Here is another paper on using DNNs to improve random instruction generators in CPU verification which, given the rise of Arm-based servers and RISC-V, is becoming an increasingly hot topic in our industry.

The paper begins by documenting a baseline non-DNN method to improve random instruction coverage. This method works by randomly tweaking instruction generator parameters and banking the tweaks if they improve coverage. The tweaking process is based on a gradient-free numerical method called implicit filtering (see here for a good summary), which works kind of like zoom out-then-in search: start with big parameter tweaks and zoom in to smaller parameter tweaks if the big tweaks don’t improve coverage.

The authors then accelerate their baseline method using a DNN to assess if the parameter tweaks will improve coverage before going ahead with costly real simulations to precisely measure the coverage. The DNN is re-trained after each batch of real simulations, so it is continuously improving.

The paper is well written, and the formal justification for their method is clearly explained. Results are presented on two arithmetic pipes of the IBM NorthStar processor (5 instructions and 8 registers). It’s a simple testcase and sims are run for only 100 clock cycles measuring only 185 cover points. Nevertheless, the results do show that the DNN-based method is able to hit all the cover points with half as many sims as the baseline implicit filtering method.  Nice result.

Raúl’s view

As Paul says, we are revisiting a topic we have covered before. In April 2022 we reviewed a paper by Google which incorporated a Control-Data-Flow-Graph into a neural network. Back in December 2021we reviewed a paper from U. Gainesville using Concolic (Concrete-Symbolic) testing to cover hard to reach branches. This month’s paper introduces a new algorithm for coverage-directed test generation combining test templates, random sampling, and implicit filtering (IF) with a deep neural network (DNN) model. The idea is as follows:

As is common in coverage directed generation, the approach uses test templates, vectors of weights on a set of test parameters that guide random test generation. Implicit filtering (IF) is an optimization algorithm based on grid search techniques around an initial guess to maximize chances to hit a particular event. To cover multiple events, the IF process is simply repeated for each event, called the parameter-after-parameter approach (PP). To speed up the IF process, the data collected during the IF process is used to train a DNN, which approximates the simulator and is much faster than simulating every test vector.

The effectiveness of the algorithms is evaluated employing an abstract high-level simulator of part of the NorthStar processor.
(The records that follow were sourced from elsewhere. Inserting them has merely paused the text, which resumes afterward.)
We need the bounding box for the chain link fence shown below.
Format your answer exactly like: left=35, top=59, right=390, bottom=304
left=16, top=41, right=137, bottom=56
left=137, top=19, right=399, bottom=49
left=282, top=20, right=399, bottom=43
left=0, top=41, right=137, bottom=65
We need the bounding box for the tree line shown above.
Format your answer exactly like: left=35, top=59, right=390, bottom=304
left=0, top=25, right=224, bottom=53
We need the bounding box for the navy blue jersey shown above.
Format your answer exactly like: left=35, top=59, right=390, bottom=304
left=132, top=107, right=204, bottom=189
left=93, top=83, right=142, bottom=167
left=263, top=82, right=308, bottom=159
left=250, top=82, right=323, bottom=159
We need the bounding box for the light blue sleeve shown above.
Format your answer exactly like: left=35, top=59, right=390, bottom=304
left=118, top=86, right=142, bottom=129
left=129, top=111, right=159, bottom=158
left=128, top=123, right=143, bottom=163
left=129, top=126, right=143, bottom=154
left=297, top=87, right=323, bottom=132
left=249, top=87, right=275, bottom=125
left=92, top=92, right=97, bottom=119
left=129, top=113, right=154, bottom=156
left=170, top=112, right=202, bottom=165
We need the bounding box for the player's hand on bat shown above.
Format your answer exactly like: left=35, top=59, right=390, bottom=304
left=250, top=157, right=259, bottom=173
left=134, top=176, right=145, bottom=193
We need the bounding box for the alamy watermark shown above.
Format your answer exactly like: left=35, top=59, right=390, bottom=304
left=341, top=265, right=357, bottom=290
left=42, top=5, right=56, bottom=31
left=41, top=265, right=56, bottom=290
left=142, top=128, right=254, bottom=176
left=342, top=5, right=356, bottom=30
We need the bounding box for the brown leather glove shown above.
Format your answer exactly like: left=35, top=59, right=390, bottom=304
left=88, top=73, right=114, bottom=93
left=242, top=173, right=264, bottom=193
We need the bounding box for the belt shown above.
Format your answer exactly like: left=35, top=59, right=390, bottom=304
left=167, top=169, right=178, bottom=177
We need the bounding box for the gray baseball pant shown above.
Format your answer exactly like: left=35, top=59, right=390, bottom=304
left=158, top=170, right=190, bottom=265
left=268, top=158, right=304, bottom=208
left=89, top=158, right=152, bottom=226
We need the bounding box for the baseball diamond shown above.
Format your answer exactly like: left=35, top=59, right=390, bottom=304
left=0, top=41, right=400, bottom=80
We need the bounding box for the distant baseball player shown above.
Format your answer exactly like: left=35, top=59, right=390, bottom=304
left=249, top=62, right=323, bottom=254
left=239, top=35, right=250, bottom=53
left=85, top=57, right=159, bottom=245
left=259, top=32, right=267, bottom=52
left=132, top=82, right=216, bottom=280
Four algorithms are compared: Random sampling, PP, DNN and combining IF and DNN. The results of three experiments are reported:

  1. Running the algorithms with a fixed number of test templates, up to 400 runs. Combining IF and DNN is superior, missing only up to 1/3 of the hard to hit events
  2. Running the algorithms until all hard to hit events are covered. IF and DNN converges with half the number of test templates
  3. Running the last algorithm (IF and DNN) 5 times. All runs converge with a similar number of test templates, even the worst using ~30% less test templates than other algorithms

This is a well-written paper on a relevant problem in the field. It is (almost) self-contained, it is easy to follow, and the algorithms employed are reproducible. The results show a reduction of “the number of simulations by a factor of 2 or so” over implicit filtering. These results are based on one relatively simple experiment, NorthStar. I would have liked to see additional experimentation and results; some can be found in other publications by the authors.